Quand le caporal tombera amoureux de la fille d’une dentiste allemande, il touchera du doigt cette vie après laquelle il court depuis si longtemps. Les scènes d’intimité entre les deux jeunes gens et leur complicité touchante, appuiera encore le propos de Renoir. Comme dans La grande illusion, l’absurdité des frontières se retrouve alors ici, de façon plus modeste certes, mais tendre, évidente. Pourtant une phrase de la jeune fille va changer la donne pour le caporal. On m’a dit que vous vous étiez évadé. J’aime un homme qui n’est pas un esclave. Lui qui avec ses camarades avaient réappris à vivre, le dos courbé mais la tête haute, lui qui accepte cette vie, est-il malgré tout, toujours un esclave? Son regard hébété face caméra nous répond: pour lui désormais, vivre ne suffit plus.
Se battre à nouveau
Ballochet cesse de vouloir s’échapper. Très bien installé dans le camp, il y trouve un travail, est désormais respecté. Il ne s’agit pas ici de collaboration active, Renoir ne nous présente qu’une certaine forme d’acceptation lasse. Comme si le camp se transformait en un microcosme protégeant chacun de ses habitants. Le caporal, poussé par sa rencontre amoureuse, change également. Au contraire de son ami, le camp dans lequel il avait lui aussi pris ses marques ne lui a jamais semblé aussi petit. Quand il fait part à Ballochet de son souhait de quitter définitivement leur prison, ce dernier ne l’entend que trop bien. Lyrique, théâtral, le jeune homme peureux veut alors s’enfuir également, mais seul, sans plan. Un personnage comme moi ne peut partir que seul déclame t-il une nuit après avoir frappé les trois coups avec un balais. Renoir fait de cette fuite suicidaire, le point culminant de son film. Hors-champ, il ne la filme pas directement, mais se contente de cadrer chacun des visages de ses compagnons, leur espoir, la peur qui les ronge pendant qu’ils décomptent chaque seconde de l’évasion de leur ami. (…)11, 12, 13, 14, il longe la baraque, 15, 16, 17, 18, 19, 20, maintenant il est à découvert (…). A deux minutes, le visage du caporal s’illumine, Ballochet est passé. L’un d’eux est enfin libre. Le retentissement d’une rafale de mitraillette les ramènent tous à leur réalité: les baraquements, les grillages, les rondes de gardiens. Pour le caporal, seulement quelques jours séparent sa rencontre avec la jeune fille allemande, de la mort de son copain. S’en est trop pour lui: il s’enfuira bientôt avec Pater.
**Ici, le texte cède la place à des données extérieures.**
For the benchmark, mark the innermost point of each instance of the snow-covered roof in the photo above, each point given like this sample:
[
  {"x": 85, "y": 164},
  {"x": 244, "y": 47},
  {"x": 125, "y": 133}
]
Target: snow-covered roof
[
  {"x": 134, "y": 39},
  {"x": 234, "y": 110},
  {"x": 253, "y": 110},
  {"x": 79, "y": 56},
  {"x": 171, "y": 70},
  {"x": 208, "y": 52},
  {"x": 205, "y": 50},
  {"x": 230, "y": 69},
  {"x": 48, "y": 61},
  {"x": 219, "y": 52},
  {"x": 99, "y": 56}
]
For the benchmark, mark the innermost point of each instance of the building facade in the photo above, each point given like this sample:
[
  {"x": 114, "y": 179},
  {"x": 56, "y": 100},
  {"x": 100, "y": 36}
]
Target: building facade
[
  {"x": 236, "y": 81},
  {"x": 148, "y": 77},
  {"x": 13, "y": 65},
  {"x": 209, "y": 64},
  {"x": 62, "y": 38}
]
Les deux amis arriveront jusqu’à Paris. Sur le pont de Tolbiac, au dessus de la Seine, le caporal promet à un Pater libre mais déjà mélancolique (rien ne l’attend ici), qu’ils se reverront. Dans la résistance sans doute mais peu importe. Car pour qui et pour quoi se bat-on dans Le caporal épinglé? Renoir a choisi le noir et blanc pour pouvoir intégrer à son film des images d’archives pouvant répondre à son récit, mais son caractère historique n’est qu’un prétexte pour filmer autre chose. Filmer modestement la solitude de ces hommes si loin de chez eux, l’absurdité des frontières, l’amitié, l’amour qui sauve. Sans idéal politique aucun, Renoir réalise avec Le caporal épinglé un film foncièrement humain. Et la patrie dans tout ça? En plein gaullisme, Claude Brasseur, bouleversant en Pater, nous donne un début de réponse, alors même qu’il rejoint sa France : Ma terre à moi, c’est là où est mon copain.